The royal court and the Temple in late 7th century BC Jerusalem were treating ‘brand Israel’ as permission from God to behave as they pleased without fearing any consequences (Jer 7:1-15; cf. Lk 6:46-49). They thought that because they had the Temple called after God’s name, because they were ‘the chosen nation’, they could ignore the core values and duties of their Covenant with him.

Jeremiah was sent to warn them that God would deprive them of their land and Temple if they did not match them to the spirit of the Covenant. Jeremiah had to be able to stand up to them, despite persecution and attempts on his life.

— προέγνως … πρὸ τοῦ τεχθῆναι ἐκ μήτρας, “foreknowing … before his birth from the womb” is a welcome reminder that the Orthodox Church is unequivocally pro-life.

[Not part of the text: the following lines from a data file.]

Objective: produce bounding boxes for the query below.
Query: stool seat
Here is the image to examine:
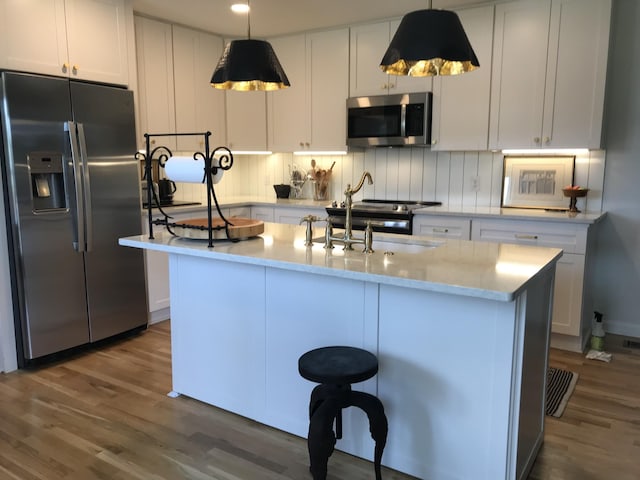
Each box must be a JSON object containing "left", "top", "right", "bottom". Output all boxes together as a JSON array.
[{"left": 298, "top": 346, "right": 378, "bottom": 385}]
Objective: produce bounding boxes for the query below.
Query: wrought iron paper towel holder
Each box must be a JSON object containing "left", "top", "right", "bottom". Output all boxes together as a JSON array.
[{"left": 136, "top": 131, "right": 234, "bottom": 248}]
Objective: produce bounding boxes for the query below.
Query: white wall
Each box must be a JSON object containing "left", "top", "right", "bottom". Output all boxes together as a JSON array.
[{"left": 594, "top": 0, "right": 640, "bottom": 337}]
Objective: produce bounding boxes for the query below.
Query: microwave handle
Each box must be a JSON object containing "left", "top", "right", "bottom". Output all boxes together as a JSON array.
[{"left": 400, "top": 104, "right": 407, "bottom": 137}]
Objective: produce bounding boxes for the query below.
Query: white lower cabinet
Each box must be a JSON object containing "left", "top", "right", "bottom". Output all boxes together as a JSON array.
[
  {"left": 251, "top": 206, "right": 275, "bottom": 223},
  {"left": 274, "top": 206, "right": 326, "bottom": 225},
  {"left": 142, "top": 212, "right": 171, "bottom": 321},
  {"left": 551, "top": 253, "right": 585, "bottom": 337},
  {"left": 415, "top": 214, "right": 595, "bottom": 351},
  {"left": 413, "top": 216, "right": 471, "bottom": 240},
  {"left": 471, "top": 218, "right": 594, "bottom": 352},
  {"left": 143, "top": 208, "right": 229, "bottom": 322}
]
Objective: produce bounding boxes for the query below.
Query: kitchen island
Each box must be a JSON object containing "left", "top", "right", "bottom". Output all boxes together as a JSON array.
[{"left": 120, "top": 223, "right": 561, "bottom": 480}]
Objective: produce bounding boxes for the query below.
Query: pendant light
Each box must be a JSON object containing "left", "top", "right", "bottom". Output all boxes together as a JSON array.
[
  {"left": 380, "top": 1, "right": 479, "bottom": 76},
  {"left": 211, "top": 1, "right": 290, "bottom": 91}
]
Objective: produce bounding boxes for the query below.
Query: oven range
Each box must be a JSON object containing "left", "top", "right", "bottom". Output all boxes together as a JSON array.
[{"left": 325, "top": 199, "right": 442, "bottom": 235}]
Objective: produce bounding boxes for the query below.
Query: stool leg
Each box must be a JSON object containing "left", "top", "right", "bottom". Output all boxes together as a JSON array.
[
  {"left": 309, "top": 384, "right": 326, "bottom": 419},
  {"left": 348, "top": 392, "right": 388, "bottom": 480},
  {"left": 309, "top": 384, "right": 347, "bottom": 439},
  {"left": 307, "top": 396, "right": 340, "bottom": 480}
]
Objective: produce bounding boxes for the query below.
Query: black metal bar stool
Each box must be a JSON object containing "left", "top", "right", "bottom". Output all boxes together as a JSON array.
[{"left": 298, "top": 346, "right": 388, "bottom": 480}]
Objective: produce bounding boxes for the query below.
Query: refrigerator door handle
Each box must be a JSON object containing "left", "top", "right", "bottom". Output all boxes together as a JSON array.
[
  {"left": 66, "top": 121, "right": 85, "bottom": 252},
  {"left": 77, "top": 123, "right": 93, "bottom": 252}
]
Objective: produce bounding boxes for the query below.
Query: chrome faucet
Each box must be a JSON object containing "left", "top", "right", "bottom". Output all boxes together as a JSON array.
[{"left": 325, "top": 171, "right": 374, "bottom": 251}]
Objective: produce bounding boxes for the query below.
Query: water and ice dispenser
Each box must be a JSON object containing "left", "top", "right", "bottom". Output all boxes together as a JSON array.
[{"left": 28, "top": 153, "right": 67, "bottom": 212}]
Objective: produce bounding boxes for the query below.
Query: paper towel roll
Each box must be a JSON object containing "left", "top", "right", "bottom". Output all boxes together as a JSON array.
[{"left": 165, "top": 156, "right": 224, "bottom": 184}]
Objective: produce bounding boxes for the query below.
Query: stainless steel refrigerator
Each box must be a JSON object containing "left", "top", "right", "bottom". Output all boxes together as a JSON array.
[{"left": 0, "top": 72, "right": 147, "bottom": 367}]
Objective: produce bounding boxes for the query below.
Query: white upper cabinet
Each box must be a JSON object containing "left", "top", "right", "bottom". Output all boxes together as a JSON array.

St James the Apostle: fervent in the meekness of grace

Νέος ὥσπερ Ἠλίας, ζήλῳ πυρακτούμενος, τοὺς ἀπειθήσαντας, τῷ κηρύγματί σου, καταφλέξαι ἠθέλησας Ἔνδοξε, ἀλλ’ ἐκώλυσέ σε, ὁ θελητὴς τῆς εὐσπλαγχνίας, ἐκδιδάσκων τὸ πρᾶον τῆς χάριτος.

A YOUNG man like Elijah, burning with zeal, it was thy desire to consume the faithless by thy preaching, O glorious saint; but he prevented thee, who desired tender pity, teaching the meekness of grace.

— ὥσπερ Ἠλίας. For the stories, see 2 Kings 2:2-17 and Luke 9:51-56.

— τὸ πρᾶον τῆς χάριτος. Being meek [or gentle] is not the same a being a personality-free zone. It is the virtue of turning one’s natural anger on its proper targets, viz. the demons and one’s own weaknesses of character, never other people. See Evagrios the Solitary: “We must keep this watchdog under careful control, training him to destroy only the wolves and not to devour the sheep, and to show the greatest gentleness towards all men”. So actually, a meek person has a very lively, but well-controlled character.

An icon of the Apostle St James the son of Zebedee

O APOSTLE and Martyr James, sheep of the Good Shepherd, chosen by God, who together with thy kinsman dost rejoice on high: ask, for them that keep the feast of thy honoured memory, forgiveness of sins, and the Great Mercy.